(A collection of noteworthy stories, links, and commentary that is shareworthy. Multiball is a reference to my pinball hobby)
The Christmas week break gave me a chance to catch up on my bookmarks, some of the linked stories are from earlier in the year.
Snow in Bike Lanes
Randy Kay cycles across Hamilton and wants to do so year round, however, as he writes, the City makes it near impossible by not clearing bike lanes of snow.
Read his post: A little snow betrays transportation bias: bike lanes become snow storage
DC Vision Zero Website and Data
Calls for Hamilton City Council to implement Vision Zero are growing after a month of carnage on Hamilton’s streets with three pedestrian/cyclists deaths and numerous more serious trauma injuries.
Washington DC’s recently launched Vision Zero website shows how Vision Zero decision making is data driven. The site shows where collisions occur, where fatalities happen, and where enforcement will be targeted among numerous data points available. All the data is available as downloadable open data. Washington’s goal is to have ZERO traffic related deaths by 2024.
You can follow DC’s Vision Zero office on Twitter @DCVisionZero
Cambridge Votes to Become Ontario’s First Municipality with a Living-Wage “Supporter” Policy
A follow up to the last Multiball post – Cambridge Council voted to become a Living-Wage “Supporter” level organization. This commits the City to paying all part-time employees the prevailing local living wage (currently $16.05 an hour) within a year. It does not require paying temporary, student or casual workers this rate.

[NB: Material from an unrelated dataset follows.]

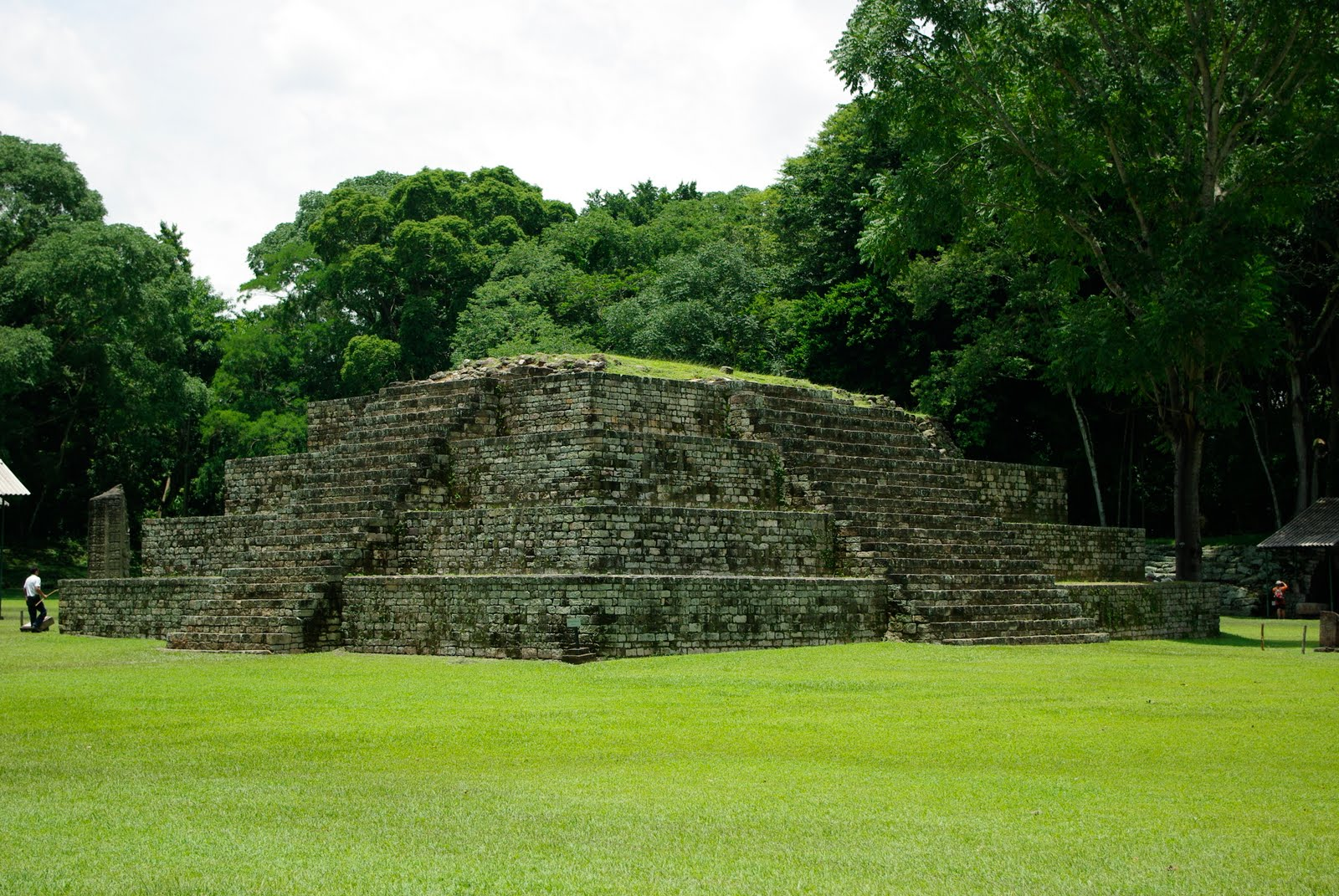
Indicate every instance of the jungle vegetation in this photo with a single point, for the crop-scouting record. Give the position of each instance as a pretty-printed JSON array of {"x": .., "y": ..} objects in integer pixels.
[{"x": 1088, "y": 234}]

More, including the estimated cost of the change, in The Waterloo Record.
TTC’s Fare Balancing Act: Affordability versus Subsidy for the Well-Off
This Globe and Mail article is a very interesting read.
The TTC’s success in attracting “choice riders” (riders who can afford to drive but choose transit as a better option) is causing a dilemma in setting fares. On one-hand, a lower fare is a subsidy to those who can afford a higher-cost to improve services, and the other, raising the fares is a burden upon those who can barely afford the pressure transit fares – mainly the working poor.
Adding to the dilemma, the wealthier riders tend to live close to the subways and enjoy much better service and value than Toronto’s poorer neighbourhoods.
Port Colborne Enacting Reforms After Ombuds Report on Closed Meetings
Port Colborne’s Council was subject to three closed meeting investigations by the Office of the Ontario Ombudsman. The Ombuds found Municipal Act rules for closed meetings were properly followed in two of the cases, and in a third case, the Ombuds founds that a information session on the City’s insurance policy held in closed session was not properly declared and a series of discussions about economic planning and development were not covered by closed meeting exceptions.
In response, the Council initiated adoption of reforms recommended by the Acting Ontario Ombudsman Barbara Finlay.
In the City’s press release, Mayor John Maloney states “Along with the rest of Council, I am aware that we are responsible for ensuring that we follow the Province’s closed meeting rules, City Council and Staff are committed to openness and transparency and will continue to apply best practices to our open and closed meetings of Council.”
Where’s the Snow Plow?
Snow plows, you don’t want to clear your driveway minutes before it arrives and you want to know if the plow cleared the side streets you need to navigate after a storm passes.
In many cities, this is easy enough – with GPS technology and public sharing of the data. Some cities build their own apps, others share it as open data.
Ottawa just launched its our plow location app, but have yet to make the underlying data open. In Chicago, one of the first open data snow plow apps, Clear Streets just launched for the 2015/16 season with a few neat upgrade.
In Hamilton, the City will have supervisors out on the road following plows this year. At present, the City has no plans to fully implement a public facing application or open data.
Biking in Winter? In Ottawa?
Ottawa’s planning to maintain approximately 40km of cycling routes this winter – an increase of 20km over last year’s maintenance.